La définition d'une stratégie de défense pertinente suppose de bien connaître son ennemi pour en découvrir les points forts, à contourner, et les points de vulnérabilité, à attaquer. A cette fin, reprendre à notre compte les théories de la "gestion des risques", dont l'application permet de déceler les faiblesses ainsi que les saillances de tout système. Et pour commencer, décrire le théâtre des opérations, le plus précisément possible, avant d'agir.
Du général au particulier, l'état des lieux semble devoir commencer par le constat suivant : dans le contexte des sociétés de masse, la politique est toujours plus ou moins une activité de contrôle social exercé par des minorités dominantes sur des majorités dominées. Nulle raison de s'en réjouir, mais il semble bien qu'au-delà d'un certain seuil démographique, l'idéal politique de démocratie directe, participative et autogestionnaire doive céder sa place au système de la représentation, avec tous les phénomènes de confiscation élitaire du pouvoir qui lui sont consubstantiels. La nature de ce contrôle social des masses, depuis longtemps synonyme de la pratique politique concrète, a néanmoins subi de profondes mutations au fil du temps, notamment au XXe siècle. En effet, à partir des années vingt, l'étude scientifique du comportement humain a commencé de prendre la place de la religion comme fondement de cette pratique politique. Pour la première fois dans l'histoire de l'humanité, le conseiller du Prince ne débattait plus d'idées à une tribune ou dans un livre, mais s'occupait de stimuli-réponses dans un laboratoire. Ce changement de méthode a donné naissance ou s'est consolidé grâce à de nouvelles disciplines telles que le marketing, le management, la cybernétique, que l'on regroupe sous le terme de sciences de la gestion, et qui sont donc devenues les nouveaux instruments de la pratique politique et du contrôle social.
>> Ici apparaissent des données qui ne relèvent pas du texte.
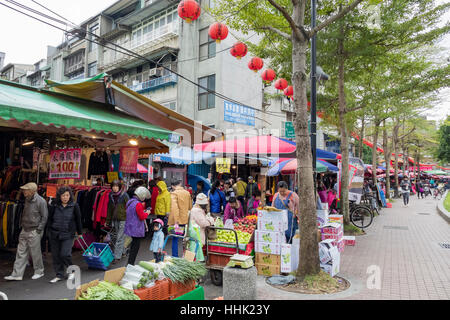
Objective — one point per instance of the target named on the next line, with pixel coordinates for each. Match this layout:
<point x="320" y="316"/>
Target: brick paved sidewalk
<point x="412" y="264"/>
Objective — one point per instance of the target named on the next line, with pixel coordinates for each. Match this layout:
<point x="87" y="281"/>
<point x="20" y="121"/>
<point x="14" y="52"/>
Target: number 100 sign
<point x="65" y="164"/>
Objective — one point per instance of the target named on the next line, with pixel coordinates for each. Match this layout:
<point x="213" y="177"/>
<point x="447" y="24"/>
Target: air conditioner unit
<point x="155" y="72"/>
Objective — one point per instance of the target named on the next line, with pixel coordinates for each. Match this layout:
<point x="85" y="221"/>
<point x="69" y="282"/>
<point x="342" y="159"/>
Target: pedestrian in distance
<point x="64" y="219"/>
<point x="157" y="244"/>
<point x="233" y="210"/>
<point x="288" y="200"/>
<point x="163" y="204"/>
<point x="217" y="200"/>
<point x="406" y="189"/>
<point x="117" y="216"/>
<point x="181" y="204"/>
<point x="135" y="225"/>
<point x="34" y="219"/>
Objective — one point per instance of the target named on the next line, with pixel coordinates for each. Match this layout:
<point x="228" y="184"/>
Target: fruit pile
<point x="245" y="225"/>
<point x="229" y="236"/>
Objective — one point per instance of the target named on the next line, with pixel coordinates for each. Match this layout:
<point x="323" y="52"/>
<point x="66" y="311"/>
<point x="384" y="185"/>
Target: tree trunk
<point x="309" y="248"/>
<point x="343" y="130"/>
<point x="374" y="152"/>
<point x="361" y="137"/>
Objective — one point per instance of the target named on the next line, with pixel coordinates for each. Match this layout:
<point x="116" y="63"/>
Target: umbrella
<point x="141" y="169"/>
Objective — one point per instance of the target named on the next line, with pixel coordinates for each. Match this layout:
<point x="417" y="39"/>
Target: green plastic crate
<point x="196" y="294"/>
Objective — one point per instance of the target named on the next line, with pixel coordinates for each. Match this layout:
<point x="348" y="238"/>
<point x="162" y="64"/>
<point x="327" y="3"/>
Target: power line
<point x="128" y="52"/>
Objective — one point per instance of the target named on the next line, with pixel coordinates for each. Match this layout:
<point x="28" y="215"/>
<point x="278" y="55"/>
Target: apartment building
<point x="152" y="29"/>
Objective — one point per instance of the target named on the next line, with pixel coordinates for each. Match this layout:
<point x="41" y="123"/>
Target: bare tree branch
<point x="337" y="16"/>
<point x="277" y="31"/>
<point x="288" y="17"/>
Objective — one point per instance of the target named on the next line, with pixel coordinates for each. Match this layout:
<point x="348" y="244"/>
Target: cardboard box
<point x="267" y="269"/>
<point x="322" y="217"/>
<point x="265" y="258"/>
<point x="269" y="248"/>
<point x="332" y="228"/>
<point x="114" y="276"/>
<point x="276" y="216"/>
<point x="333" y="266"/>
<point x="337" y="237"/>
<point x="337" y="218"/>
<point x="272" y="237"/>
<point x="350" y="240"/>
<point x="289" y="257"/>
<point x="270" y="225"/>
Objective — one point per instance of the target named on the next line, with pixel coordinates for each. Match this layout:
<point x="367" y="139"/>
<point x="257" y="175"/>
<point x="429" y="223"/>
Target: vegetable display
<point x="181" y="270"/>
<point x="108" y="291"/>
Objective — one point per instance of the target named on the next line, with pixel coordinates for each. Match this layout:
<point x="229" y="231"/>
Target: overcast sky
<point x="25" y="40"/>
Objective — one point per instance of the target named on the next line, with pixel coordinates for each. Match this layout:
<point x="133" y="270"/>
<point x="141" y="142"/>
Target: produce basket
<point x="197" y="294"/>
<point x="97" y="255"/>
<point x="177" y="289"/>
<point x="160" y="291"/>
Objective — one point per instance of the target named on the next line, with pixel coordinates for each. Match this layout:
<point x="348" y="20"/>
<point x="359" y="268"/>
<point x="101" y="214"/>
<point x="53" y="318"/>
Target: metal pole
<point x="313" y="86"/>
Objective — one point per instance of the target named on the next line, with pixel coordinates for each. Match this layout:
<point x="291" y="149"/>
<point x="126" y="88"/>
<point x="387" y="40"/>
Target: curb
<point x="441" y="210"/>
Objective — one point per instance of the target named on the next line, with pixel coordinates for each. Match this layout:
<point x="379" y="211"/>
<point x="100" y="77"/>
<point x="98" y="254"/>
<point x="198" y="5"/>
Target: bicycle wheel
<point x="361" y="217"/>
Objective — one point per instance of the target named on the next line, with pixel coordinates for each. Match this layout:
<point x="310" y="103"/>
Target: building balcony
<point x="154" y="84"/>
<point x="142" y="45"/>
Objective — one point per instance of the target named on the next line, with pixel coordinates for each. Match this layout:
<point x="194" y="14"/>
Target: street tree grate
<point x="396" y="227"/>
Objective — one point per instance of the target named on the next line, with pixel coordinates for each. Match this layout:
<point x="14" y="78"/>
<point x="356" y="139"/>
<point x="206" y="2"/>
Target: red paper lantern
<point x="239" y="50"/>
<point x="218" y="31"/>
<point x="281" y="84"/>
<point x="289" y="91"/>
<point x="268" y="75"/>
<point x="189" y="10"/>
<point x="255" y="64"/>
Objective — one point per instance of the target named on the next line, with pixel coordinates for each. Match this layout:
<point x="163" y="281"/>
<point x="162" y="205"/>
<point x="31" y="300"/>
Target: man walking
<point x="406" y="188"/>
<point x="179" y="212"/>
<point x="34" y="218"/>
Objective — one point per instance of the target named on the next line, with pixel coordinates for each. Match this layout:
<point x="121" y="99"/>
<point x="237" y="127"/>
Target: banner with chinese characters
<point x="65" y="164"/>
<point x="223" y="165"/>
<point x="128" y="159"/>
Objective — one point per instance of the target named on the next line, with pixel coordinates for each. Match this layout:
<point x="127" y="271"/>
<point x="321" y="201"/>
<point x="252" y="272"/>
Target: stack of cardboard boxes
<point x="269" y="237"/>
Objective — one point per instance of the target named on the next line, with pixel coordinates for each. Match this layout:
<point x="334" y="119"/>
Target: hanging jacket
<point x="135" y="223"/>
<point x="117" y="211"/>
<point x="163" y="201"/>
<point x="64" y="221"/>
<point x="217" y="201"/>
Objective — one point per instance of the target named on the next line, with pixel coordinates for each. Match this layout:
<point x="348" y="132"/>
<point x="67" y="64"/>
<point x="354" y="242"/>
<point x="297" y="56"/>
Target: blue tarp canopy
<point x="183" y="156"/>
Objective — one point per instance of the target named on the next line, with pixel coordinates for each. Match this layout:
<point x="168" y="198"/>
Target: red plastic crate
<point x="177" y="289"/>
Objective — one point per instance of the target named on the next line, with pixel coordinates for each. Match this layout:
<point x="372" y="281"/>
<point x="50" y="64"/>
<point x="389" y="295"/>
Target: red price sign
<point x="65" y="164"/>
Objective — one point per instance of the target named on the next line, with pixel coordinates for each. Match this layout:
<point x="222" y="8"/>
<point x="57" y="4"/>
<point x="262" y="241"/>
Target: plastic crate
<point x="160" y="291"/>
<point x="177" y="289"/>
<point x="196" y="294"/>
<point x="98" y="256"/>
<point x="218" y="260"/>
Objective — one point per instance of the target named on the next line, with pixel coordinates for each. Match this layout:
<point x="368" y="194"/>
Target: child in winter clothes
<point x="158" y="240"/>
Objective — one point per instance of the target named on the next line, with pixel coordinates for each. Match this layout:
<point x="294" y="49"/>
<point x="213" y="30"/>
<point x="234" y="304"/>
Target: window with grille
<point x="207" y="100"/>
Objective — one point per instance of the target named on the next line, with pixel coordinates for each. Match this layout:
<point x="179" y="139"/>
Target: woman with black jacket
<point x="64" y="219"/>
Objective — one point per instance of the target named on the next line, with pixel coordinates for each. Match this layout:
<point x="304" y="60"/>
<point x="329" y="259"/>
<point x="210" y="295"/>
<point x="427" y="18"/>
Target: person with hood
<point x="116" y="217"/>
<point x="135" y="225"/>
<point x="199" y="220"/>
<point x="64" y="219"/>
<point x="163" y="204"/>
<point x="217" y="200"/>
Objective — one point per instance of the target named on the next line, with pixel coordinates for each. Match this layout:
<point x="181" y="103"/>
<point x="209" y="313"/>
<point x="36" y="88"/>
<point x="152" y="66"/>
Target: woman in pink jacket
<point x="233" y="210"/>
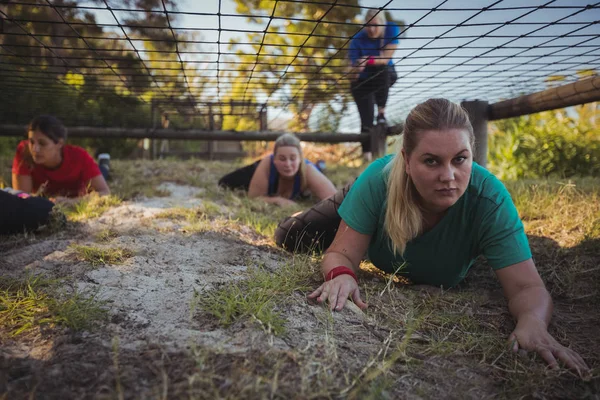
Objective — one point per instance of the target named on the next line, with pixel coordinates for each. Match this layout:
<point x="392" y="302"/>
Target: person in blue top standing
<point x="281" y="177"/>
<point x="427" y="213"/>
<point x="373" y="72"/>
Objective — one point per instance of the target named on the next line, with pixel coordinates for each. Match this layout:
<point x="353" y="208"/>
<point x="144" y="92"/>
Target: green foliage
<point x="288" y="44"/>
<point x="561" y="143"/>
<point x="70" y="84"/>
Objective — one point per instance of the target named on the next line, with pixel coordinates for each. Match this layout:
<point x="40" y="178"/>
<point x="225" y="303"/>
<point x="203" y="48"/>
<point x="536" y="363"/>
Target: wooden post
<point x="262" y="118"/>
<point x="580" y="92"/>
<point x="211" y="127"/>
<point x="378" y="140"/>
<point x="478" y="114"/>
<point x="148" y="144"/>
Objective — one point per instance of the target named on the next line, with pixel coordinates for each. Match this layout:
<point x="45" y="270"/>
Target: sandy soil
<point x="157" y="345"/>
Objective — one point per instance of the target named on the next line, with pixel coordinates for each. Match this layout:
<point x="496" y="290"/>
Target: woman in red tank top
<point x="44" y="164"/>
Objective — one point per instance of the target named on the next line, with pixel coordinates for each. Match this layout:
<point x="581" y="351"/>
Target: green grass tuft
<point x="99" y="256"/>
<point x="36" y="302"/>
<point x="258" y="297"/>
<point x="91" y="206"/>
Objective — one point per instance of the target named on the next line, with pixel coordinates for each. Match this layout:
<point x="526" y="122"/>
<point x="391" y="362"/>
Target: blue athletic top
<point x="363" y="46"/>
<point x="274" y="180"/>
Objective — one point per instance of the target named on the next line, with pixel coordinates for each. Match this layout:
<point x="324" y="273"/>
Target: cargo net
<point x="290" y="56"/>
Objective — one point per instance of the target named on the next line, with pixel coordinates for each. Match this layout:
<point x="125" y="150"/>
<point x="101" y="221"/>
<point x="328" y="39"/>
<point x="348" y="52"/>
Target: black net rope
<point x="190" y="55"/>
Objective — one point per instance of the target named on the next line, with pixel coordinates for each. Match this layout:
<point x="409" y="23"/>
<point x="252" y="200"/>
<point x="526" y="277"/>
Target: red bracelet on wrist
<point x="341" y="270"/>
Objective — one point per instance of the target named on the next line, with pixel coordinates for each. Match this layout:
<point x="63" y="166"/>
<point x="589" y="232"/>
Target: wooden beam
<point x="477" y="110"/>
<point x="190" y="134"/>
<point x="580" y="92"/>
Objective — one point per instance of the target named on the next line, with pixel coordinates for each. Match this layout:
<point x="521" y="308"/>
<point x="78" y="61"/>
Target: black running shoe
<point x="381" y="120"/>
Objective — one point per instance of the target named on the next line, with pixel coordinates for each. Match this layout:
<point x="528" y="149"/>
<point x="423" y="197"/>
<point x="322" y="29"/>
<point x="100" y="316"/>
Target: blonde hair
<point x="403" y="216"/>
<point x="291" y="140"/>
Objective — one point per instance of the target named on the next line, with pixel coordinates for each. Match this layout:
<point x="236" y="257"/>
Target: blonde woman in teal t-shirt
<point x="427" y="213"/>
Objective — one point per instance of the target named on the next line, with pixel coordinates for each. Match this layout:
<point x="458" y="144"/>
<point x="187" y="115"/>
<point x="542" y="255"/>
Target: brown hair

Ainsi, d'une activité d'inculcation d'un système de valeurs - une loi, divine ou républicaine -, la politique s'est déplacée vers les questions purement techniques d'ingénierie des comportements et d'optimisation de la gestion des groupes. Grâce à ces nouveaux outils, les élites politiques des pays industrialisés ont pu faire l'économie de toute forme d'axiologie, de discussion sur les valeurs, les idées, le sens et les principes, pour ne se consacrer qu'à une technologie organisationnelle des populations.
En l'espace de quelques décennies, les pays développés sont donc passés d'une contrôle social fondé sur le langage, l'interlocution, la convocation linguistique de l'humain et l'activation de ses fonctions de symbolisation, à un contrôle social reposant sur la programmation comportementale des masses au moyen de la manipulation des émotions et de la contrainte physique. Et sous cette impulsion, comme le remarque Bernard Stiegler, les sociétés humaines sont en train de passer d'un surmoi automatisé, la contrainte technologique pure, après une transition par une sorte de "surmoi émotionnel" émanant du Spectacle.
Autrement dit, la politique qui était jadis l'art de réguler les contradictions d'un groupe par inculcation chez ses membres d'une Loi commune, une grammaire sociale structurante et permettant l'échange au-delà des désaccords, la politique est devenue aujourd'hui l'art d'automatiser les comportements sans discussion. La fonction symbolique, c'est-à-dire la capacité de rationalisation des émotions et d'articulation dialectique de leurs contradictions dans un discours partagé, la capacité à continuer de se parler alors que nous ne sommes pas d'accord, clé de voûte de l'élaboration du sens commun d'un groupe organisé et du tissage du lien social, est directement attaquée par cette mutation. Si le sujet humain est bien un "sujet parlant" comme l'indique la psychanalyse, un être de Verbe, de Parole, de dialectique, donc aussi de polémique, alors on peut dire que ces nouveaux instruments de la pratique politique permettent de faire tout simplement l'économie de la subjectivité et de réduire un groupe de sujets à un ensemble d'objets.